ReviewAdenosine receptors as potential targets in melanoma
Graphical abstract
Introduction
Melanoma is a potentially lethal tumor, that arises from melanocytes present in the skin, mucosa or epithelial surfaces of the eyes and ears [1]. Melanoma cells have the potential to spread, and metastatic melanoma is highly resistant to conventional chemotherapy. Currently, dacarbazine is the chemotherapeutic drug of choice used for treating metastatic melanoma, despite the low response rate contributing only 8 months median survival [2]. Recently, it has been demonstrated that some cytotoxic agents, including dacarbazine, have also immune-stimulatory effects [3]. It is well known that melanoma is one of the most immunogenic types of cancer. Melanoma cells express a variety of melanoma-associated antigens (MAAs), which are recognized by T lymphocytes. These antigens belong to three main groups: tumor-associated testis-specific antigens (MAGE, BAGE, GAGE and PRAME), melanocyte differentiation antigens (tyrosinase, Melan-A/MART-1, gp100, TRP-1 and TRP-2) and mutated or aberrantly expressed antigens (MUM-1, CDK4, β-catenin, gp100-in4, p15 and N-acetylglucosaminyltransferase V) [4], [5], [6], [7], [8], [9], [10]. In a few cases, patients with established melanoma can have spontaneous tumor regression, suggesting that the induction of a specific anti-tumor immune response, which is mediated by T cells, can indeed be achieved [11], [12], [13].
Some clinical protocols directed to maintain pre-existing or adoptively transferred melanoma-specific T cells are currently used. Interleukin (IL)-2 treatment, which has an unbiased response rate of 15–20%, has been approved by the Food and Drug Administration (FDA) [14], [15]. Further, the adoptive transfer of autologous tumor-infiltrating lymphocytes (TILs) is a promising anti-tumor therapy in patients with melanoma [16], [17], [18]. TIL therapy has shown a clinical response in 49–72% of patients with metastatic melanoma and a long lasting complete response rate of 40% [19], [20], [21]. However, numerous strategies to treat melanoma with immunotherapy have been only partially successful [22]. Various mechanisms have been implicated in the escaping of an anti-tumor immune response in vivo. Melanoma cells evade T-cell-immune-mediated destruction by down-regulating the expression of class I Human Leukocyte Antigen (HLA) of the MAAs and the production of multiple immunosuppressive factors that cause the generation of a chronic inflammatory microenvironment [23], [24], [25]. During chronic inflammation, several inflammatory factors are released including cytokines, chemokines, growth factors, reactive oxygen and nitrogen species as well as prostaglandins from the surrounding tissue and/or tumor cells [26], [27], [28]. Inflammatory factors, which were present in the melanoma microenvironment, consist of chemokines (CC-chemokine ligand 2, CCL2; CCL5; CXC-chemokine ligand 1, CXCL1; CXCL2; CXCL3; CXCL5; CXCL6; CXCL7; CXCL8; CXCL10 and CXCL12), as well as growth factors (granulocyte macrophage-colony stimulating factor, GM-CSF; vascular endothelial growth factor, VEGF; transforming growth factor-β, TGF-β) and cytokines (tumor necrosis factor, TNF, IL-1, IL-4, IL-5, IL-6, IL-10 and IL-13) [25], [29]. These factors, produced by tumor, stroma and immune cells, promote melanoma growth and progression. They can drive the recruitment and activation of many immunosuppressive cells in the tumor environment, including T regulatory cells (Tregs) [30] myeloid-derived suppressor cells (MDSCs) [31] and tumor-associated macrophages (TAMs) [32]. Both inflammatory factors and immunosuppressive cells play a critical role in limiting the effectiveness of anti-tumor immunotherapy [29], [30].
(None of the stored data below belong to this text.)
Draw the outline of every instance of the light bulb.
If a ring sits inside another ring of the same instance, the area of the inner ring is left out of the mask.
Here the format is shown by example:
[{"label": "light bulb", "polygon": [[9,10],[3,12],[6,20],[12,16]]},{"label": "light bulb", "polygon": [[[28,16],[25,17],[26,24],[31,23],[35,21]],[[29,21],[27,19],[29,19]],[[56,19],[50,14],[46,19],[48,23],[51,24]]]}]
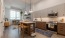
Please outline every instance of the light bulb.
[{"label": "light bulb", "polygon": [[33,11],[29,11],[30,13],[32,13]]},{"label": "light bulb", "polygon": [[29,13],[32,13],[32,12],[33,12],[32,10],[29,11]]},{"label": "light bulb", "polygon": [[27,11],[25,11],[25,14],[26,14],[26,15],[28,14]]}]

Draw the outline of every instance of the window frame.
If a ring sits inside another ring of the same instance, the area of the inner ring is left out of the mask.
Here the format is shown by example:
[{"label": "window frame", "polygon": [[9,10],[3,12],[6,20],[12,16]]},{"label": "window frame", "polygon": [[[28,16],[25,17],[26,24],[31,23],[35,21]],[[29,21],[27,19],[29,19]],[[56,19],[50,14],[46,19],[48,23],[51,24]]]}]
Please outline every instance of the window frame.
[{"label": "window frame", "polygon": [[[15,11],[15,16],[13,17],[14,19],[11,17],[12,11]],[[18,10],[10,10],[10,19],[11,20],[20,20],[21,19],[20,16],[17,17],[17,12],[19,12],[19,15],[20,15],[20,11],[18,11]]]}]

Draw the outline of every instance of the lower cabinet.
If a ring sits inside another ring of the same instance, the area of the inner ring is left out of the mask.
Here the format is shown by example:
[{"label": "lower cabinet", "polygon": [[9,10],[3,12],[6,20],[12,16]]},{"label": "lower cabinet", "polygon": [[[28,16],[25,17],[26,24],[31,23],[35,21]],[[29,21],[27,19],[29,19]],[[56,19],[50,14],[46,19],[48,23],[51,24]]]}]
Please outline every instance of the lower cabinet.
[{"label": "lower cabinet", "polygon": [[46,30],[46,22],[36,22],[36,28]]},{"label": "lower cabinet", "polygon": [[58,23],[57,33],[65,35],[65,23]]}]

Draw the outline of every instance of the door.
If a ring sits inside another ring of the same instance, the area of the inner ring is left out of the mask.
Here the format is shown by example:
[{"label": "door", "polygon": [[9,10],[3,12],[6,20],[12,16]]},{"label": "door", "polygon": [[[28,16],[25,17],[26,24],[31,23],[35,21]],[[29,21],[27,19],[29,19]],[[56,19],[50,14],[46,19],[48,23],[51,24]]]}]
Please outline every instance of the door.
[{"label": "door", "polygon": [[0,0],[0,38],[2,38],[4,32],[4,7],[3,0]]}]

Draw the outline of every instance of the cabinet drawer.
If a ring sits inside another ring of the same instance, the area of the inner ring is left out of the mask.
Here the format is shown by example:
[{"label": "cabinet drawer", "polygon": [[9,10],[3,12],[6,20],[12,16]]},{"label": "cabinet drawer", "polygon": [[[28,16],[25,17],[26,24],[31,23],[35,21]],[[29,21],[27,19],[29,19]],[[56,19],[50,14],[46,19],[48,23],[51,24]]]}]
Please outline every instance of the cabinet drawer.
[{"label": "cabinet drawer", "polygon": [[63,30],[58,30],[59,34],[64,34],[63,32],[64,32]]},{"label": "cabinet drawer", "polygon": [[59,34],[65,35],[65,23],[58,23],[57,30]]},{"label": "cabinet drawer", "polygon": [[63,27],[63,25],[58,25],[58,27]]},{"label": "cabinet drawer", "polygon": [[58,29],[64,29],[63,27],[59,27]]}]

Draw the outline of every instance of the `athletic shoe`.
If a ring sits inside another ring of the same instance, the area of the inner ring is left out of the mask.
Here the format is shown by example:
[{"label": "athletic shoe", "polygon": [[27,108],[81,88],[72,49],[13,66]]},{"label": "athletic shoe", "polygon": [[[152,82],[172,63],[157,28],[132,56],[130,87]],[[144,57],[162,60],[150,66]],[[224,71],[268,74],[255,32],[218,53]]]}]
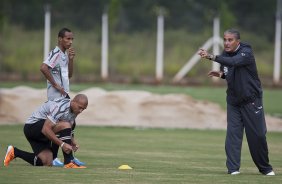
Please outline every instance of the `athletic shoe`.
[{"label": "athletic shoe", "polygon": [[266,176],[275,176],[275,173],[273,171],[270,171],[269,173],[266,174]]},{"label": "athletic shoe", "polygon": [[64,168],[67,168],[67,169],[84,169],[86,167],[85,166],[81,166],[81,165],[77,165],[76,163],[71,161],[70,163],[66,164],[64,166]]},{"label": "athletic shoe", "polygon": [[230,173],[231,175],[238,175],[240,174],[240,171],[233,171],[232,173]]},{"label": "athletic shoe", "polygon": [[7,167],[12,160],[15,158],[14,146],[9,145],[4,159],[4,166]]},{"label": "athletic shoe", "polygon": [[81,162],[80,160],[78,160],[77,158],[73,158],[73,160],[72,160],[74,163],[76,163],[77,165],[85,165],[85,163],[84,162]]},{"label": "athletic shoe", "polygon": [[52,162],[53,166],[55,167],[63,167],[64,166],[64,163],[60,161],[60,159],[58,158],[55,158]]}]

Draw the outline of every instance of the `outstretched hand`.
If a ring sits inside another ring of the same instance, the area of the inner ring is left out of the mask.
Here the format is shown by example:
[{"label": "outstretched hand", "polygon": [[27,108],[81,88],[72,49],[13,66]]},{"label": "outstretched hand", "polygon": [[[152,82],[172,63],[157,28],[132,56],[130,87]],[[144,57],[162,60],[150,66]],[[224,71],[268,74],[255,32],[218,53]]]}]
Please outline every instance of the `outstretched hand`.
[{"label": "outstretched hand", "polygon": [[215,56],[213,54],[208,53],[207,50],[205,49],[200,49],[198,52],[198,55],[201,56],[201,58],[209,59],[209,60],[214,60]]},{"label": "outstretched hand", "polygon": [[200,55],[201,58],[206,58],[207,59],[207,56],[209,55],[209,53],[205,49],[200,49],[199,52],[198,52],[198,55]]},{"label": "outstretched hand", "polygon": [[219,72],[219,71],[210,71],[208,73],[208,76],[209,77],[221,77],[222,76],[222,72]]}]

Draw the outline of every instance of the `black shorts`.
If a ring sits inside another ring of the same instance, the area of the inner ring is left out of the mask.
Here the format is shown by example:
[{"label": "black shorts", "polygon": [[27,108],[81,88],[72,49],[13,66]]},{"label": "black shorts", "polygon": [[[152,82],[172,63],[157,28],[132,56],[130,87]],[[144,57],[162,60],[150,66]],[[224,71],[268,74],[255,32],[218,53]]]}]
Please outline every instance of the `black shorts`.
[{"label": "black shorts", "polygon": [[40,120],[33,124],[24,125],[24,134],[26,139],[31,145],[31,148],[35,155],[38,155],[45,149],[51,149],[51,141],[42,134],[42,128],[44,125],[45,119]]}]

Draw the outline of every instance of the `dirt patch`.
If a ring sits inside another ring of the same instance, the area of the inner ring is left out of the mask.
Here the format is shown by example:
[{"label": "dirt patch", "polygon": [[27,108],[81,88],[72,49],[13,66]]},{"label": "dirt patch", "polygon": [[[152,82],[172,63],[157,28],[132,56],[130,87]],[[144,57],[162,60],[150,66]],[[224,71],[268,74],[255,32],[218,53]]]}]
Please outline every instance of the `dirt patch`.
[{"label": "dirt patch", "polygon": [[[77,118],[81,125],[226,129],[226,112],[219,105],[187,95],[101,88],[80,93],[89,99],[88,108]],[[46,89],[0,89],[0,124],[23,124],[46,99]],[[282,131],[282,119],[266,116],[266,121],[268,130]]]}]

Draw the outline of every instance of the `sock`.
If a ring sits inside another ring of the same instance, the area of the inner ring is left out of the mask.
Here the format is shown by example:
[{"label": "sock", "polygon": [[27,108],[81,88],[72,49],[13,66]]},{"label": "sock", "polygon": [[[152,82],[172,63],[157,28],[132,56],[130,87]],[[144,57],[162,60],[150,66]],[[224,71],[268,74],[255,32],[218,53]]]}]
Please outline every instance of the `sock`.
[{"label": "sock", "polygon": [[22,151],[16,147],[14,147],[14,151],[15,157],[19,157],[34,166],[43,166],[41,159],[38,158],[34,153]]},{"label": "sock", "polygon": [[71,127],[72,131],[74,131],[75,127],[76,127],[76,121],[74,120],[72,127]]},{"label": "sock", "polygon": [[[67,143],[67,144],[71,144],[71,128],[66,128],[64,130],[61,130],[60,132],[58,132],[59,134],[59,139],[61,139],[63,142]],[[64,155],[64,164],[68,164],[71,162],[71,160],[73,160],[73,154],[71,153],[65,153],[63,151],[63,155]]]},{"label": "sock", "polygon": [[72,124],[72,127],[71,127],[71,137],[74,138],[74,129],[76,127],[76,121],[74,120],[74,123]]},{"label": "sock", "polygon": [[53,160],[58,157],[59,146],[52,142]]}]

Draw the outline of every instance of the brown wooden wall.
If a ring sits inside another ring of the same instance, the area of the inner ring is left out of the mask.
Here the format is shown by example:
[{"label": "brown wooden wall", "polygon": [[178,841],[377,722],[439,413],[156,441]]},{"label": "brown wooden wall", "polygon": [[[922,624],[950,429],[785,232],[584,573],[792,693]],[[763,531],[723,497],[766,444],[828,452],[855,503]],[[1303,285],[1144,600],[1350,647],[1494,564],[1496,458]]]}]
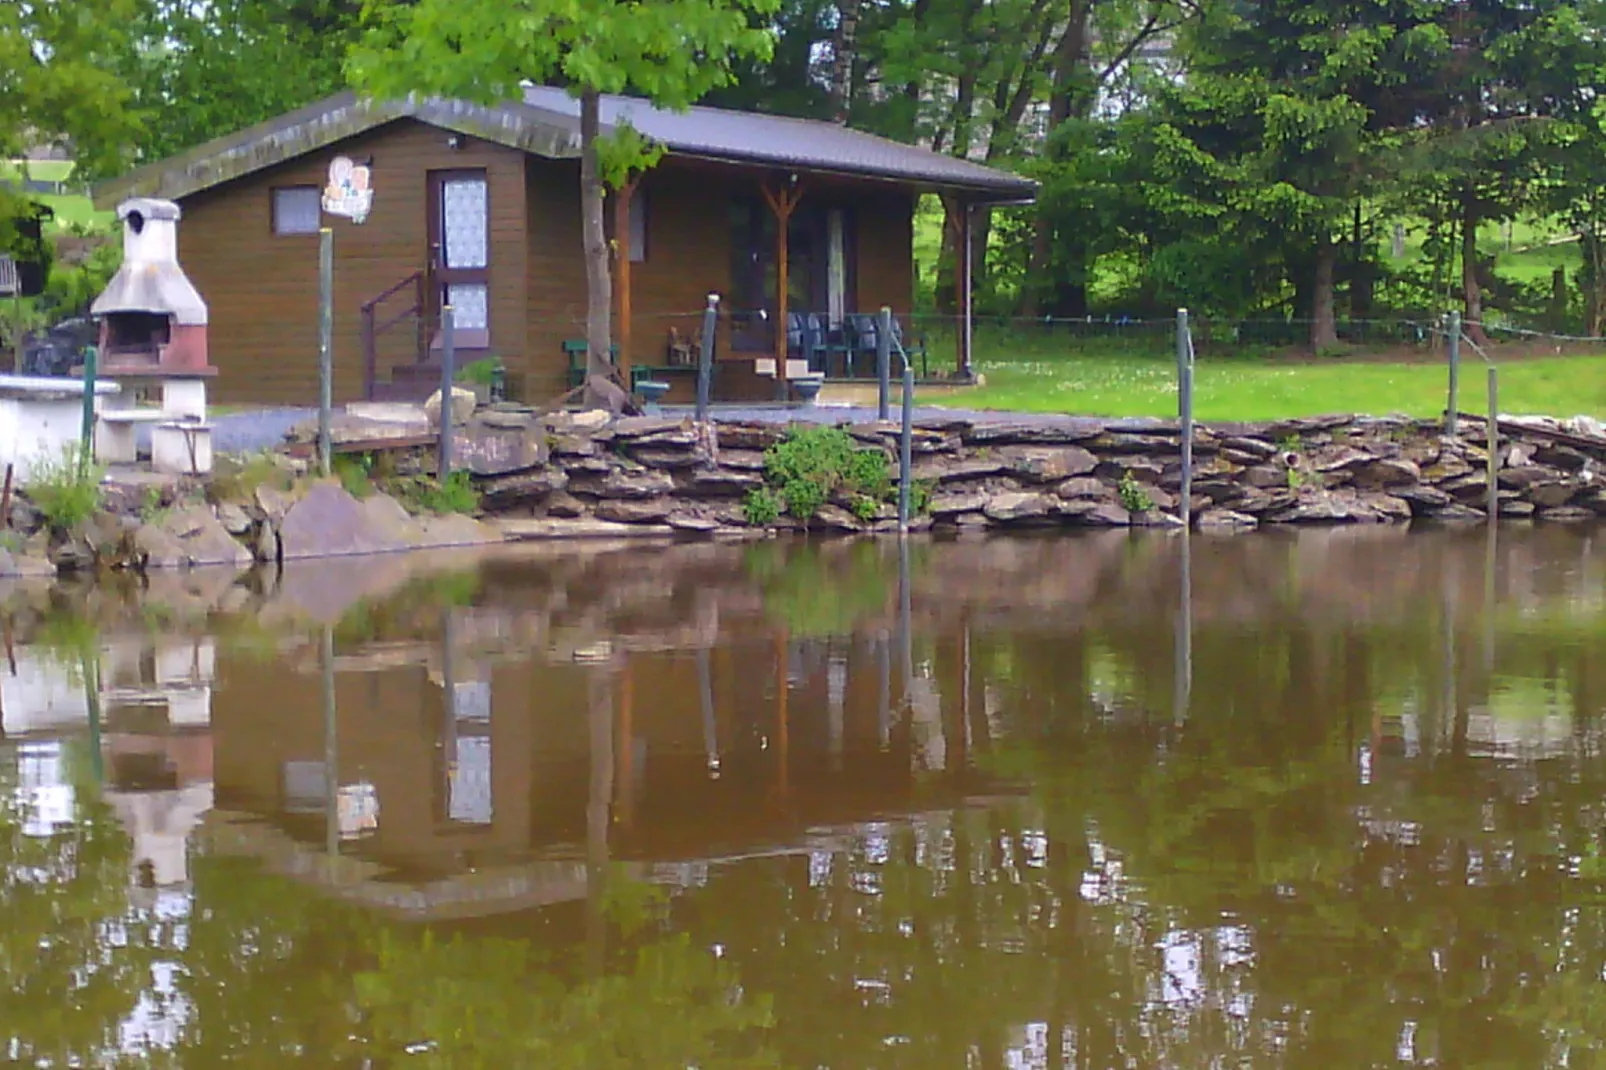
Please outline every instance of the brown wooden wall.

The first successful attempt to abolish immune-suppression in melanoma treatment has been achieved with the use of the recently FDA-approved monoclonal antibody (mAb) ipilimumab. Ipilimumab binds to the cytotoxic T lymphocyte antigen-4 (CTLA-4) [33], [34], [35], [36], which is expressed on activated CD4+ T cells and CD8+ T cells. Its interaction with members of the B7 family on antigen-presenting cells (APCs) inhibits T-cell activation. Ipilimumab competes successfully for B7 binding with the co-stimulatory receptor CD28. Ipilimumab therapy improves the overall survival rate in patients with metastatic melanoma determining a 32% reduction in the risk of death compared to the control group [37].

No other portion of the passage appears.